Unlike nearly everything on the market today, the Ripjaws-Z get shipped not in a simple plastic packaging, but rather in a cardboard case that provides extra protection for both the memory modules as well as to two additional fan assemblies.
Looking at modern marketing tendences, one could expect a piece of ammunition or a zombie unicorn sticking out of the heatspreaders, but G.Skill have kept things surprisingly
simply, especially for what once was the crown of their product line.
Examining the SPD, we find profiles that cover multiple JEDEC ratings up to DDR3-1676. The XMP part is yet again being misread by CPU-Z. Instead of shown 2286 9-12-11, the only profile is actually able to set things up right once again helping those who can’t do the same themselves.
Knowing G.Skill memory
from the past, taking the heatspreaders off the Ripjaws-Z should not be a difficult task as there are no warranty seals to break and no supersticky glue or complicated construction to worry about.

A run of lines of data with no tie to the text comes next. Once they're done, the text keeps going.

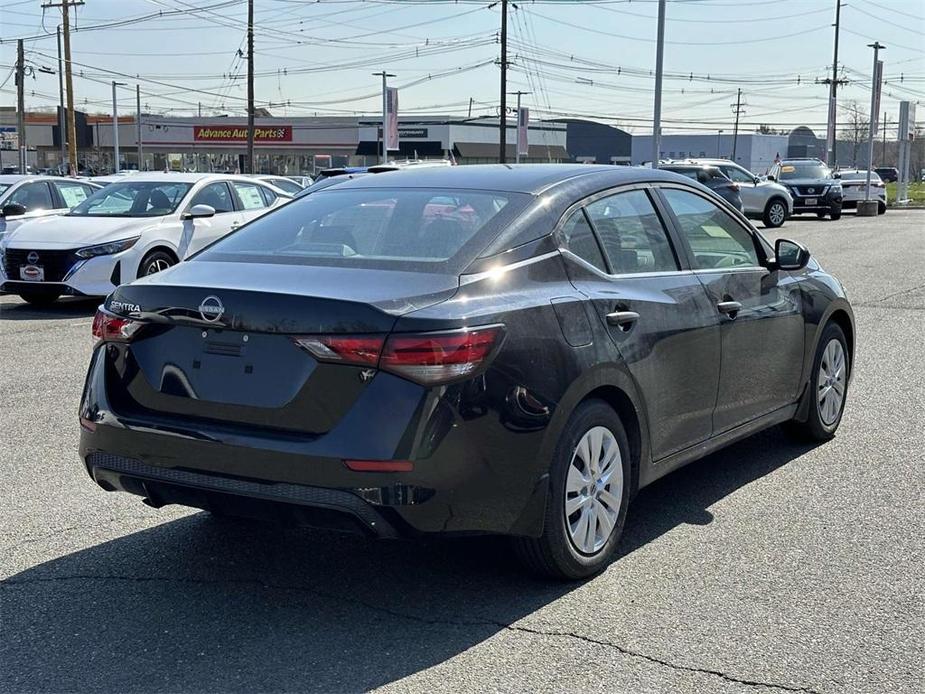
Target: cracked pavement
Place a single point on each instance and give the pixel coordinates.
(771, 566)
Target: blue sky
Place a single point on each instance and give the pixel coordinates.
(592, 58)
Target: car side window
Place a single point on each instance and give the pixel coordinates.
(73, 193)
(737, 175)
(249, 195)
(215, 195)
(268, 195)
(33, 196)
(632, 234)
(579, 239)
(715, 238)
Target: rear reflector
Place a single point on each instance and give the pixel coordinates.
(380, 465)
(109, 327)
(427, 358)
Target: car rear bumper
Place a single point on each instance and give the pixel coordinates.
(474, 471)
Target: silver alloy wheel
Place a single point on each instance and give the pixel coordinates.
(157, 265)
(831, 382)
(777, 214)
(594, 490)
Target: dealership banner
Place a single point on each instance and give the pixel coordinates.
(391, 118)
(523, 122)
(238, 133)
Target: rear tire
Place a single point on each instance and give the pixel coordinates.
(39, 299)
(582, 543)
(830, 374)
(155, 262)
(775, 213)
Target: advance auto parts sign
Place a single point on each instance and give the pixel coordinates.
(237, 133)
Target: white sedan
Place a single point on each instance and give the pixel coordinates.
(25, 197)
(854, 188)
(127, 230)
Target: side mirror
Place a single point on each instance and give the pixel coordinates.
(790, 255)
(14, 209)
(198, 212)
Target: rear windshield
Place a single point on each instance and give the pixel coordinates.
(804, 170)
(426, 230)
(133, 199)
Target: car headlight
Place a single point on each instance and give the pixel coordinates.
(110, 248)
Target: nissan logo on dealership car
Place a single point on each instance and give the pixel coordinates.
(211, 309)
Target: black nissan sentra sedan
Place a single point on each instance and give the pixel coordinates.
(481, 349)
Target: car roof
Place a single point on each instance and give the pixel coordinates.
(16, 178)
(513, 178)
(161, 177)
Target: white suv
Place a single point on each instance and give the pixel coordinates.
(765, 200)
(128, 229)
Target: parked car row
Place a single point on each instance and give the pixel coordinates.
(139, 224)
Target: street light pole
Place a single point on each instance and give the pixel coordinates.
(874, 107)
(115, 127)
(62, 127)
(383, 153)
(659, 62)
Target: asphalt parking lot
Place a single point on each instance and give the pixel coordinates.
(771, 566)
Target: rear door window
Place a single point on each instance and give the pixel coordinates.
(33, 196)
(73, 193)
(632, 233)
(716, 240)
(216, 196)
(249, 196)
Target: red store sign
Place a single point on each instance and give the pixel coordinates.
(236, 133)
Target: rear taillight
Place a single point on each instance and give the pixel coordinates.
(356, 350)
(428, 358)
(439, 357)
(108, 327)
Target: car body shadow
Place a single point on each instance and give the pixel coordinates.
(203, 604)
(12, 308)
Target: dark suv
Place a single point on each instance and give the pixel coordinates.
(812, 185)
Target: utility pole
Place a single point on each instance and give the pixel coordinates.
(383, 152)
(68, 78)
(831, 138)
(883, 147)
(21, 104)
(735, 132)
(502, 152)
(62, 128)
(874, 103)
(115, 128)
(519, 94)
(250, 86)
(659, 62)
(138, 124)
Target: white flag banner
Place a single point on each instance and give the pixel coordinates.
(523, 123)
(390, 132)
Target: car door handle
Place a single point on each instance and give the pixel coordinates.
(730, 308)
(622, 319)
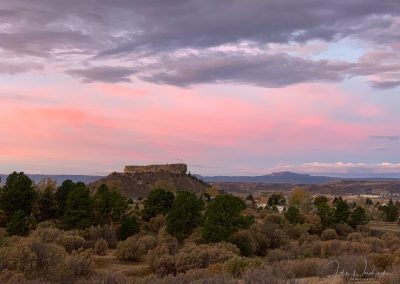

There are two separate paths in which one can get 4GB modules to run 2400 9-11-10 at 1.65V. First would be by binning Samsung 2Gbit revision D chips, many of which can operate at 2400 9-11-11 at 1.65V, but the last step to 9-11-10 would take a lot of magic. The alternative way chosen by G.Skill is binning Hynix 2Gbit BFR, which generally overclock quite well at 9-11-10 and were
better available at the time, seeking for the cream of the crop samples that can do 1200 at or under one-sixty-five. Either way, assigning such specifications means that these sticks must have passed multiple quality control stages before making it to the final product, so we’re anxiously looking forward to take part in some overclocking adventures.